Pankaj DOKE, Rinki GUPTA, Vidyesh NABAR

Applied Technology Group, Tata Infotech Ltd., INDIA


Electrical Engineering Department
Indian Institute of Technology, Mumbia, INDIA

In this paper we bring out the characteristics of Bangla and Devanagari
character recognition systems reported in the Indian subcontinent.
The research in Devanagari character recognition has centers of activity
at TIFR, ISI, IIT, CDAC and Tata Infotech Ltd. The various approaches
reported to date have deployed a structural approach using feature
primitives that constitute the building blocks of the character. Almost
all have a used a syntactic tree classifier, post feature extraction for
the recognition phase.

The basic alphabet set of Bangla Script is very large comprising of 11
vowels, 39 consonants and 4 shape modifiers. The number of symbols is
approximately 300.

The Bangla Character Recognition System developed by B.B Chaudhuri and Pal
[Chaudhuri and Pal, 1995] is capable of handling the character recognition
of machine printed, single font, single size Bangla script and offers no
support for hand written characters. The accuracy achieved by this system
is approximately 96%. Preprocessing involves tilt correction (which can
handle tilts up to 10 degrees), followed by noise removal, and preliminary
segmentation of the input image into sentences, zones and letters. However
this system differs markedly from other OCR systems by not using
thinning/skeletonization. A combination of feature and template matching
is employed for recognition. There are eight stroke based features at
angles (0,90,180,+-45) and a filled circle representing a dot. The
character recognition of the simple characters is done using a feature
based tree classifier, whereas compound characters are recognized using
template matching preceded by feature based grouping. Also, some character
occurrence statistics have been utilized to aid the recognition process.

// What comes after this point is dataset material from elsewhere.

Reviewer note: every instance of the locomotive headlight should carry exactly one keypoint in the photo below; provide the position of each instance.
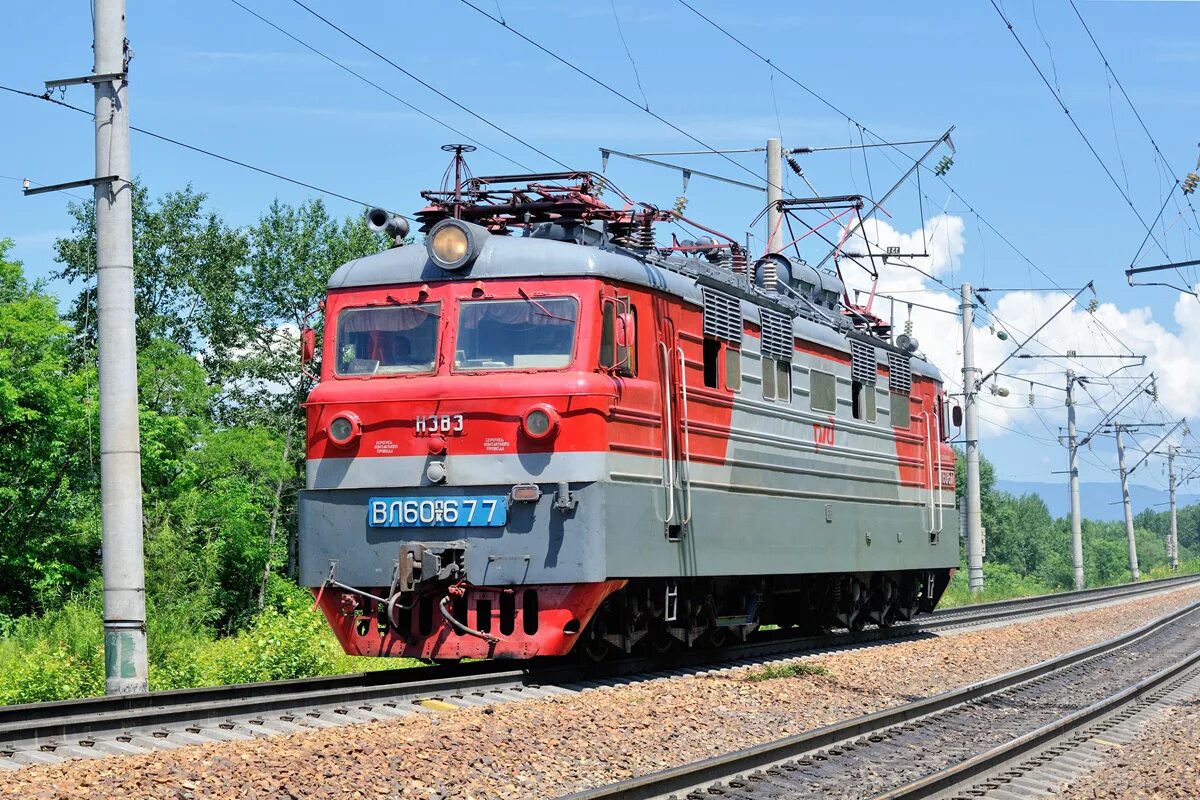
(454, 244)
(540, 421)
(345, 428)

Devanagari script (script for Sanskrit, Hindi, Marathi and Pali languages)
is a moderately complex pattern. Unlike simple juxtaposition in Roman
script, a word in Devanagari script is composed of composite characters
joined by a horizontal line at the top. The basic alphabet set of
Devanagari is very large comprising of about 13 vowels, 34 consonants and
14 matras. The number goes up once half letter forms are also considered.

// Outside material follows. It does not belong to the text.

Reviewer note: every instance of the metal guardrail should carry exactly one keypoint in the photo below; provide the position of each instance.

This makes the development of an OCR for Devanagari, the most popular
script in the Indian sub-continent, a highly challenging task. Some
reports are available on the various approaches for Devanagari Character
Recognition [Sinha and Mahabala, 1979], [Chaudhuri and Pal, 1995] [Kshitij
Sharma, 1997]

Work reported in [Kshitij Sharma, 1997] is based on a syntactic pattern
recognition approach. This system is aimed at the recognition of machine
printed characters and claims an accuracy of about 90%. Standard
pre-processing techniques have been used in this system. This is followed
by the feature extraction for which the image of each letter is
partitioned into nine equal regions by placing a 3x3 grid over it. This
grid is uniformly distributed over the whole image, and no scaling to a
standard size is required. Each section of the grid is then searched for
four primitives (features): 1. Joint points 2. Crosses 3. Tails and 4.
Isolated points. The primitives from each section are then coded to form a
108-element binary feature vector. This vector is then matched with stored
description for recognition. A neural network like approach has been used
for feature matching and classification. The above system recognizes the
basic characters and matras/modifiers separately. The information has to
be put together to get the desired output.

Chaudhuri and Pal, ISI Calcutta presented an OCR system for printed
Devanagari script which claims an accuracy of 95% at the character level.
In this system some standard and some new techniques have been used for
preprocessing. However, thinning has not been carried out on the images.
>From zonal information and shape characteristics, the basic, modified and
compound characters are separated for convenience of classification.
Modified and basic characters are recognized by a structural feature based
binary tree classifier while the compound characters are aimed to be
recognized by a hybrid approach.

The system makes use of a principal set of simple stroke based features
for the classification purposes. The features are searched in the middle
zone of the basic character, which has not been divided into any further
sections. Also, at some nodes of the classifier other additional features
(like number of crossings, projection profile) are used to further
differentiate between a subgroup/class of characters at that node. To
detect the modified characters, the upper and lower zones are inspected

The system developed at TIFR by [Sinha and Mahabala, 1979] uses a novel
approach of a syntactic classifier with an embedded picture language
"PLANG" (picture language for a class of pictures) to solve the problem of
Devanagari ICR. The system has been designed to handle both hand written
and machine printed characters. The system can be conceptually divided
into 2 primary modules namely: a) The Primitive Identification module and
b) Picture Language Monitor.
The Primitive Identification module deploys standard image processing
algorithms for pre-processing. The system is extensible to recognize
variants of the basic character shape.
Each character is associated with a PLANG sentence corresponding to a
picture frame. The PLANG sentence' components are, Primitives: which are
terminal symbols of the language, Partitioning functions: which partition
the picture frame to extract the regions, essentially, a N x N grid,
Macros: which are the non-terminal symbols of the language, which can be
expressed in terms of other non-terminals or itself or terminals, Frame
operations: which comprise the set of operations (append and superimpose)
on the picture frames to generate the characters.
To increase the accuracy of the system and reduce the computational costs,
contextual information regarding the occurrences of certain primitives and
their combinations and their restrictions are also used.

Testing of the Indian script ICR/OCR systems has not been exhaustive as
there exists a lack of standard test databases (ground truthed data) of
the Indian languages. Also, there is a lack of any statistical analysis or
a government approved/recommended fonts and/or databases. Any effort
invested towards these activities could go a long way towards furthering
the research and commercial systems in recognition of machine and hand
printed Indian languages.
The use of techniques from the AI community to build robust classifiers
and learning systems could greatly aid the quality of recognition systems.